Fast conditional overlapping windowing (framing) of numpy array

Fast conditional overlapping windowing (framing) of numpy array - python

I have a huge list of numpy arrays (1 dimensional), which are time series for different events. Each point has a label, and I want to window the numpy arrays based on its label. The labels I have is 0, 1, and 2. Each window has a fixed size M.
The label of each window will be the biggest label available in the window. So if a window consists of both 0 an 1 labeled datapoints, the label will be 1 for the whole window.
But the problem is that, the windowing is not label agnostic. Because of class imbalance, I want to only do overlapped windowing in case of labels 1 and 2.
So far I have written this code:
# conditional framing
data = []
start_cursor = 0
while start_cursor < arr.size:
end_cursor = start_cursor + window_size
data.append(
{
"frame": arr[start_cursor:end_cursor],
"label": y[start_cursor:end_cursor].max(),
}
)
start_cursor = end_cursor
if np.any(y[start_cursor, end_cursor] != 0):
start_cursor = start_cursor - overlap_size
But this is clearly too verbose and just plain inefficient, especially because I will call this while loop on my huge list of separate arrays.
EDIT: to explain the problem more. Imagine you are going to window a signal with fixed length M. If there only exists 0 label points in the window, there will be no overlap between adjacent windows. But if there exists labels 1 and 2, there will be an overlap between two signals with percentage p%.

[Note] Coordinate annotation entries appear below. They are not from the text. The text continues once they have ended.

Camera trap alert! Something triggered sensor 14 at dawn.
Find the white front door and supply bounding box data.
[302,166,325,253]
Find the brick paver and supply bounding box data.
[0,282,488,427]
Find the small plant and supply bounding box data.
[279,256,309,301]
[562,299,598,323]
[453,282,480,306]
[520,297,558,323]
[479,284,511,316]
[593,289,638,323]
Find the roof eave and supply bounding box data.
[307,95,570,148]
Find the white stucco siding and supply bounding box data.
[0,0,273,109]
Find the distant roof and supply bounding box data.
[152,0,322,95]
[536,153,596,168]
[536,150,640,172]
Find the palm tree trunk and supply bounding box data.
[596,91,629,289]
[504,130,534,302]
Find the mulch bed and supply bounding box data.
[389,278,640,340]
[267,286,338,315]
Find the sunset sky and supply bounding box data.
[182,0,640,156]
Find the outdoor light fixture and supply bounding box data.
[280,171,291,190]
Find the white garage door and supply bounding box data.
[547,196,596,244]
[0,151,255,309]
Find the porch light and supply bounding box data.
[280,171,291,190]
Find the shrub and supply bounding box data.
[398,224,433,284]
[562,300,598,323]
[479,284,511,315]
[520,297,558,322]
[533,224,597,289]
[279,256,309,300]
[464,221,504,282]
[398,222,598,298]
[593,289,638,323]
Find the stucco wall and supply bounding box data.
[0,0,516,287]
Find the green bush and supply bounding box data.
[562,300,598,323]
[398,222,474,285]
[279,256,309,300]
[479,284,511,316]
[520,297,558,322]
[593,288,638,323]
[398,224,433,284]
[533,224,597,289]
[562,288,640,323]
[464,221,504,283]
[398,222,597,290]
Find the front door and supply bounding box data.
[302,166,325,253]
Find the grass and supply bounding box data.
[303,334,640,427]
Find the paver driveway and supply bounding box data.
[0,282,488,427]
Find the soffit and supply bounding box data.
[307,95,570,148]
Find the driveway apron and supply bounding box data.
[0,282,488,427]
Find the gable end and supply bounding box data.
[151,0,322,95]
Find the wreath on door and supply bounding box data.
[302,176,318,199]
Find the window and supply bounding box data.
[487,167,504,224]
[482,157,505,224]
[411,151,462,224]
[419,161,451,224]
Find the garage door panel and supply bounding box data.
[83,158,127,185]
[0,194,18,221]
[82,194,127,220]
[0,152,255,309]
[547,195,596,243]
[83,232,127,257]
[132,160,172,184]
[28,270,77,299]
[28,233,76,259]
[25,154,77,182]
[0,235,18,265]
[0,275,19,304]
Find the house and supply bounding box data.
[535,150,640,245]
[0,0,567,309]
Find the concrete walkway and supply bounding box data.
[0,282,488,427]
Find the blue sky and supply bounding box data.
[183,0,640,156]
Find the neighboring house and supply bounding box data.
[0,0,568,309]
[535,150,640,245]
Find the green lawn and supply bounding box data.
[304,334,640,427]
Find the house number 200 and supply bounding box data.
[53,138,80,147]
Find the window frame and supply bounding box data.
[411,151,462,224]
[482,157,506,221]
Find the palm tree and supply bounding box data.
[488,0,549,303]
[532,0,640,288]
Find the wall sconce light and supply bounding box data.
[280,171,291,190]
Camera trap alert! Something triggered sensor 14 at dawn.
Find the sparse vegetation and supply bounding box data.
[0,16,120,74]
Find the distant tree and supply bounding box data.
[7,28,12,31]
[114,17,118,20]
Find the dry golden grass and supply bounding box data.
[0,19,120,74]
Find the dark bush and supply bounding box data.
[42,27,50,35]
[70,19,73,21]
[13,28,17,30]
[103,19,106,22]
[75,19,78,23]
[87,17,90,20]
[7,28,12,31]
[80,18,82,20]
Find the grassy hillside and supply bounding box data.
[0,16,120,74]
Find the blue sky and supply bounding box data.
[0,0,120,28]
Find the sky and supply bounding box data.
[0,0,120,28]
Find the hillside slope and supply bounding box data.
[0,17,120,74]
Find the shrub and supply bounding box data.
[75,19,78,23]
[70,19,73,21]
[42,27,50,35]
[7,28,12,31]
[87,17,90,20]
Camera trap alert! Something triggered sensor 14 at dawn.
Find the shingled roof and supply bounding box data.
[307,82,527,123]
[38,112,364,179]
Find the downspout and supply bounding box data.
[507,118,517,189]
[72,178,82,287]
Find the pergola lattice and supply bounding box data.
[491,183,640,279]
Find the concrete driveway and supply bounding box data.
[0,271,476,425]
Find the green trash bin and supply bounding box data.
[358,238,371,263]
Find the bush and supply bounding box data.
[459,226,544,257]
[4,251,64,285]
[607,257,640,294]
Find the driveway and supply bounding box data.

I think this does what you are asking to do. The visualization for checking isn't great, but it helps you see how the windowing works. Hopefully I understood your question right and this is what you are trying to do. Anytime there is a 1 or 2 in the time series (rather than a 0) the window steps forward some fraction of the full window length (here 50%).
To examine how to do this, start with a sample time series:
import matplotlib.pylab as plt
import numpy as np
N = 5000 # time series length
# create some sort of data set to work with
x = np.zeros(N)
# add a few 1s and 2s to the list (though really they are the same for the windowing)
y = np.random.random(N)
x[y < 0.01] = 1
x[y < 0.005] = 2
# assign a window length
M = 50 # window length
overlap = 0.5 # assume 50% overlap
M_overlap = int(M * (1-overlap))
My approach is to sum the window of interest over your time series. If the sum ==0, there is no overlap between windows and if it is >0 then there is overlap. The question, then, becomes how should we calculate these sums efficiently? I compare two approaches. The first is simply to walk through the time series and the second is to use convolution (which is much faster). For the first one, I also explore different ways of assessing window size after summation.
Summation (slow version)
def window_sum1():
# start of windows in list windows
windows = [0,]
while windows[-1] + M < N:
check = sum(x[windows[-1]:windows[-1]+M]) == 0
windows.append(windows[-1] + M_overlap + (M - M_overlap) * check)
if windows[-1] + M > N:
windows.pop()
break
# plotting stuff for checking
return(windows)
Niter = 10**4
print(timeit.timeit(window_sum1, number = Niter))
# 29.201083058
So this approach went through 10,000 time series of length 5000 in about 30 seconds. But the line windows.append(windows[-1] + M_overlap + (M - M_overlap) * check) can be streamlined in an if statement.
Summation (fast version, 33% faster than slow version)
def window_sum2():
# start of windows in list windows
windows = [0,]
while windows[-1] + M < N:
check = sum(x[windows[-1]:windows[-1]+M]) == 0
if check:
windows.append(windows[-1] + M)
else:
windows.append(windows[-1] + M_overlap)
if windows[-1] + M > N:
windows.pop()
break
# plotting stuff for checking
return(windows)
print(timeit.timeit(window_sum2, number = Niter))
# 20.456240447000003
We see a 1/3 reduction in time with the if statement.
Convolution (85% faster than fast summation)
We can use signal processing to get a lot faster, by convolving the time series with the window of interest using numpy.convolve. (Disclaimer: I got the idea from the accepted answer to this question.) Of course, it also makes sense to adopt the faster window size assessment from above.
def window_conv():
a = np.convolve(x,np.ones(M,dtype=int),'valid')
windows = [0,]
while windows[-1] + M < N:
if a[windows[-1]]:
windows.append(windows[-1] + M_overlap)
else:
windows.append(windows[-1] + M)
if windows[-1] + M > N:
windows.pop()
break
return(windows)
print(timeit.timeit(window_conv, number = Niter))
#3.3695770570000008
Sliding window
The last thing I will add is that, as shown in one of the comments of this question, as of numpy 1.20 there is a function called sliding_window_view. I still have numpy 1.19 running and was not able to test it to see if it's faster than convolution.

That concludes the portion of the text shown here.